Posted on March 12, 2021

As health and development leaders try to ensure the lessons of COVID-19 inform how institutions are organised and reformed, how future investments are prioritised, and how policies can better protect people against the multiple impacts of infectious disease, they are taking stock of what caught them off guard.

Recently, Michael Igoe, a Senior Reporter with Devex, based in Washington, D.C. spoke to health and development leaders across the globe, among them our Chief Executive Officer, Dr Paul Wekesa on the global development gaps revealed by COVID 19.

“The reality is that when the pandemic hit, a lot of [international] experts went back home,” Dr Paul Wekesa said.

Dr Wekesa said he hopes the pandemic has demonstrated the value of investing in local institutions — an area where Kenya still has significant gaps, he noted — so that local leaders can emerge as the network for coordination with international expertise.

“I think the pandemic becomes a big lesson in terms of how do you grow local manufacturing for global health,” Dr Wekesa said.

Dr Wekesa and his colleagues did not feel resentment toward international donor representatives and experts when they returned to their own countries, he said because their investments have helped to build a base of local expertise.
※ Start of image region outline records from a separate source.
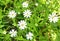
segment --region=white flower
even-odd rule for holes
[[[35,3],[35,6],[38,6],[38,3]]]
[[[18,22],[18,26],[21,30],[26,28],[27,23],[24,20]]]
[[[9,18],[15,18],[16,17],[16,12],[14,10],[10,11],[8,14]]]
[[[48,18],[49,18],[50,22],[54,22],[55,23],[55,22],[58,21],[58,16],[56,15],[55,12],[53,12],[52,14],[50,14]]]
[[[22,6],[27,8],[28,7],[28,2],[27,1],[26,2],[23,2],[22,3]]]
[[[12,29],[10,32],[9,32],[10,36],[11,37],[15,37],[17,35],[17,31],[15,31],[14,29]]]
[[[31,11],[30,10],[25,10],[23,12],[24,17],[29,18],[31,16]]]
[[[3,34],[6,34],[6,33],[7,33],[7,32],[4,30],[4,31],[3,31]]]
[[[33,34],[31,32],[29,32],[28,34],[26,34],[26,38],[29,40],[32,40],[33,38]]]

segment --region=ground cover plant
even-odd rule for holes
[[[60,41],[60,0],[0,0],[0,41]]]

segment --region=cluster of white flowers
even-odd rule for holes
[[[28,40],[32,40],[33,34],[32,34],[31,32],[29,32],[28,34],[26,34],[26,38],[27,38]]]
[[[17,31],[15,31],[14,29],[12,29],[9,34],[11,34],[11,37],[15,37],[17,35]]]
[[[30,10],[25,10],[23,12],[24,17],[29,18],[31,16],[31,11]]]
[[[57,16],[57,14],[55,12],[53,12],[52,14],[50,14],[48,18],[49,18],[50,22],[56,23],[58,21],[58,16]]]
[[[27,23],[24,20],[18,22],[18,26],[21,30],[26,28]]]

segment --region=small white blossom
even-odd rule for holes
[[[24,20],[18,22],[18,26],[21,30],[26,28],[27,23]]]
[[[17,35],[17,31],[15,31],[14,29],[12,29],[10,32],[9,32],[10,36],[11,37],[15,37]]]
[[[49,18],[50,22],[56,23],[58,21],[58,16],[57,16],[57,14],[55,12],[53,12],[52,14],[50,14],[48,18]]]
[[[30,10],[25,10],[23,12],[24,17],[29,18],[31,16],[31,11]]]
[[[38,6],[38,3],[35,3],[35,6]]]
[[[32,40],[33,38],[33,34],[31,32],[29,32],[28,34],[26,34],[26,38],[29,40]]]
[[[6,33],[7,33],[7,32],[4,30],[4,31],[3,31],[3,34],[6,34]]]
[[[8,14],[9,18],[15,18],[16,17],[16,12],[14,10],[10,11]]]
[[[26,2],[23,2],[22,3],[22,6],[27,8],[28,7],[28,2],[27,1]]]

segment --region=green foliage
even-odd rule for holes
[[[27,8],[22,7],[25,1],[29,3]],[[60,41],[60,18],[56,23],[49,22],[48,19],[49,14],[53,11],[57,11],[60,17],[59,2],[60,0],[0,0],[0,41]],[[35,6],[35,3],[38,3],[38,6]],[[27,9],[32,11],[30,18],[23,17],[23,12]],[[14,19],[8,17],[11,10],[17,13]],[[26,29],[19,29],[18,21],[20,20],[27,22]],[[11,29],[17,31],[16,37],[10,37]],[[7,33],[3,34],[3,31]],[[32,40],[26,39],[28,32],[33,33]]]

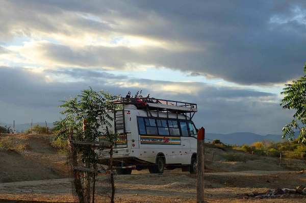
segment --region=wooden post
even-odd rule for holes
[[[114,203],[115,197],[115,183],[114,182],[114,171],[113,171],[113,144],[111,145],[110,149],[110,170],[111,172],[111,184],[112,185],[112,194],[111,203]]]
[[[68,142],[70,149],[70,153],[71,153],[69,156],[71,156],[70,161],[71,163],[70,164],[72,167],[71,170],[72,170],[73,174],[73,183],[74,184],[74,187],[75,188],[75,192],[78,194],[78,197],[79,197],[79,202],[80,203],[84,203],[85,202],[85,200],[83,192],[81,176],[77,171],[73,170],[74,167],[78,166],[78,154],[76,150],[74,148],[74,146],[73,146],[73,144],[71,141],[73,140],[73,130],[70,130],[69,134]]]
[[[196,173],[196,202],[205,202],[204,200],[204,167],[205,156],[204,140],[205,129],[203,127],[197,133],[197,173]]]
[[[32,135],[32,127],[33,124],[33,118],[31,119],[31,134]]]
[[[215,157],[215,151],[213,151],[213,157],[212,158],[212,162],[214,162],[214,157]]]

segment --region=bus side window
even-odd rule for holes
[[[177,125],[177,121],[174,120],[168,120],[169,131],[170,135],[180,136],[180,129]]]
[[[196,137],[197,133],[194,126],[193,126],[193,124],[192,123],[188,122],[188,125],[189,127],[189,132],[190,132],[190,136],[192,137]]]
[[[138,121],[138,130],[139,131],[139,134],[140,135],[145,135],[145,126],[144,126],[143,118],[139,117],[137,118],[137,120]]]
[[[158,135],[157,127],[154,118],[145,118],[147,135]]]
[[[183,137],[188,137],[189,134],[188,133],[188,129],[187,129],[187,123],[186,122],[180,122],[180,125],[181,126],[182,136]]]
[[[169,135],[169,129],[167,124],[167,120],[164,119],[156,119],[158,133],[160,135]]]

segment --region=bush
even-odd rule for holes
[[[10,126],[1,126],[0,125],[0,133],[13,133],[13,130]]]
[[[279,156],[279,151],[274,148],[269,148],[266,154],[269,157],[278,157]]]
[[[37,124],[34,125],[32,128],[32,133],[35,133],[38,134],[49,134],[51,133],[51,131],[48,127],[47,127],[47,130],[46,132],[46,127],[43,126],[40,126],[39,124]],[[31,133],[31,129],[28,129],[26,132],[27,133]]]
“As local experts, we are actually grateful that there has been supportive policy to build local expertise in countries, such that when the pandemic hit, we realized that then this becomes a resource … upon which to base the responses and to enforce some of the responses in our spheres of influence,” Dr Wekesa said.

The pandemic also severed international supply chains at a moment of unprecedented demand for protective equipment such as masks. For Kenya, which depends heavily on imports, surgical masks became “a hot commodity” that was out of reach for many people until the country’s ability to manufacture them caught up.

“There was a lot of repurposing of local manufacturing, such that there was production of some of these essential tools for prevention locally, and that really had a big impact on pricing and on scale,” Dr Wekesa said.

“I think the pandemic becomes a big lesson in terms of how do you grow local manufacturing for global health,” he said.

These commodities were lower priorities for Kenya’s manufacturing sector before, but the pandemic has shown that there is both a market and a clear public need for “proximal access to essential equipment for pandemic response in the future,” he said.

Seeing the mass uptake of these basic health commodities has also opened people’s eyes to the possibilities for large-scale preventive responses to other infectious diseases, especially respiratory diseases, according to Wekesa.

“Nobody had seen the scale to which adoption would occur,” he said.